Pokal-Held Christian Maier, „mit ai“, wie er stets betont, ist einer der Ringer-Helden des deutschen Mannschafts-Vizemeisters Red Devils Heilbronn und hat (noch) etwas im heimischen Wohnzimmer stehen, das viele andere seiner Teamkameraden auch gerne hätten. Den übergroßen silbernen Pokal, den die Heilbronner nach dem unglücklich verlorenen Finale in Burghausen überreicht bekommen hatten. „Ich bin ja immer der Letzte, der geht. Ob aus der Dusche raus oder zusammen mit Frank Stäbler bei der Vizemmeister-Party“, erzählt der 28-Jährige. Auch nach der Heimfahrt aus Oberbayern gen Neckargartach war er wieder einmal die letzte Person, die aus dem Bus ausstieg und sich die große Verantwortung aufbürdete, das Pokal-Monstrum zu hüten. Tage später besuchte er in der Römerhalle das Training der jungen Roten Teufel. Mit dabei hatte er die silberne Trophäe. „Für die Kids war es eine gelungene Überraschung und die beste Motivation. Jeder wollte ein Bild von sich und dem Pokal.“

Lehrer-Power Zu Jahresbeginn hat Katharina Rumpus ihr Referendariat am Albert-Schweitzer-Gymnasium in Neckarsulm begonnen. Ihre sportliche Karriere will die Speedskaterin aber dennoch fortsetzen. „Mein Herz hängt an dem Sport, ich will es zumindest versuchen. Die Trainingsumfänge musste ich zwar reduzieren, dafür habe ich aber die Intensität erhöht“, sagt die 25-Jährige. Der erste Weltcup des Jahres fällt glücklicherweise in die Faschingsferien. „Darüber habe ich mich mega gefreut. Es geht nach Spanien“, sagt Katharina Rumpus. Als Mitglied im Powerslide-Profiteam sollte sie zumindest an den Weltcups in Europa teilnehmen, die Wettbewerbe in Übersee fallen definitiv flach. „Es ist ein gutes Gefühl, dass das Team weiter auf mich setzt“, sagt Rumpus.
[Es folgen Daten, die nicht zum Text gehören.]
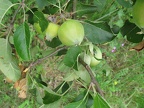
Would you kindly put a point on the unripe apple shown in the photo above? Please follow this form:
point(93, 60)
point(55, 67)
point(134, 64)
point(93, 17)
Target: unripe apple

Ein gutes Gefühl versuchte die angehende Mathematik- und Sportlehrerin auch ihrer Referendariats-Kollegin Louisa Wolf zu vermitteln, die am vergangenen Samstag im Handball-Bundesligaspiel ihrer Neckarsulmerinnen einen Kreuzbandriss erlitten hatte. „Wir kennen uns zwar erst seit fünf Wochen, verstehen uns aber super. Als Sportlerin habe ich vielleicht ein besseres Gespür dafür, was so eine Verletzung bedeutet. Diese Woche konnte sie zumindest schon wieder lächeln.“ Eines hat sich Rumpus für ihre künftige Lehrtätigkeit noch fest vorgenommen. „Ich möchte eine Inlineskating-AG ins Leben rufen.“ Wer könnte den Nachwuchs schließlich besser ausbilden als die frühere Junioren-Weltmeisterin.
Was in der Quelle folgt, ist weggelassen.